Nihayet de Sezer tarafından veto edildi.
.
O günlerde Başbakan Erdoğan ise Sezer’in vetosu için “Neler yaptıysak tutucuların direnmesine karşı yaptık. Merkezileşmeden gelen yapı nedense mahalli idarelere hep şüpheyle bakıyor” demiş, bu reformun PKK‘nın işine yaracağı eleştirilerine karşı “illegal örgütlerin işine yarar diye geri adım atamayız. Bugün yapmazsak yarın yapmak zorunda kalacağız” diyerek gerekirse referanduma gideceklerini söylemişti.
Ama vetoları, Anayasa Mahkemesi’nin iptal kararları izledi ve o günlerde henüz muktedir olamamış AK Parti iktidarı adem-i merkeziyetçi reformlardan geri adım atmak zorunda kaldı, kanunların bir kısmı ancak budanarak Meclis’ten geçirildi.

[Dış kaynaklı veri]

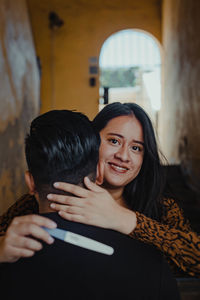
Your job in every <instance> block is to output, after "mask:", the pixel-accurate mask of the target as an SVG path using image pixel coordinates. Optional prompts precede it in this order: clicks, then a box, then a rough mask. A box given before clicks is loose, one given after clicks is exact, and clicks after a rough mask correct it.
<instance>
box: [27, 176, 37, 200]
mask: <svg viewBox="0 0 200 300" xmlns="http://www.w3.org/2000/svg"><path fill="white" fill-rule="evenodd" d="M25 181H26V185H27V186H28V189H29V194H30V195H34V194H35V192H36V191H35V182H34V179H33V176H32V174H31V173H30V172H29V171H26V172H25Z"/></svg>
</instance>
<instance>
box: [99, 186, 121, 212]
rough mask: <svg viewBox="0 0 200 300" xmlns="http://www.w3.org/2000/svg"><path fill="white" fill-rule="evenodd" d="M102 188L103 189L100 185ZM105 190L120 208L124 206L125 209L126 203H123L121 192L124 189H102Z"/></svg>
mask: <svg viewBox="0 0 200 300" xmlns="http://www.w3.org/2000/svg"><path fill="white" fill-rule="evenodd" d="M102 187H104V186H103V185H102ZM104 188H106V190H107V191H108V192H109V193H110V194H111V196H112V197H113V199H114V200H115V201H116V202H117V203H118V204H119V205H121V206H124V207H126V206H127V205H126V203H125V201H124V198H123V191H124V189H123V188H115V189H114V188H109V187H108V186H107V187H104Z"/></svg>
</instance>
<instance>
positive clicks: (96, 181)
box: [96, 160, 104, 185]
mask: <svg viewBox="0 0 200 300" xmlns="http://www.w3.org/2000/svg"><path fill="white" fill-rule="evenodd" d="M103 174H104V163H103V162H102V161H101V160H99V163H98V165H97V177H96V184H98V185H102V183H103Z"/></svg>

Sezer, reform yerine çıkarılan İl Özel İdareler Kanunu ve Belediye Kanunu’nu da benzer gerekçelerle veto etti.
Meclis’te aynen kabul edilen kanunları bir kere daha veto edemedi.
Ama bu kez de Belediye Kanunu’nun bazı maddelerini Anayasa Mahkemesi’ne taşıdı.
Onunla birlikte CHP de Belediye Kanunu’nun pek çok maddesi için Anayasa Mahkemesi’nde iptal davası açtı.
Sezer, kanunda belediyelere okul öncesi eğitim kurumu açma yetkisi veren maddedeki şu cümlenin iptalini istedi:
“Belediye, kanunlarla başka bir kamu kurum ve kuruluşuna verilmeyen mahallî müşterek nitelikteki diğer görev ve hizmetleri de yapar veya yaptırır.”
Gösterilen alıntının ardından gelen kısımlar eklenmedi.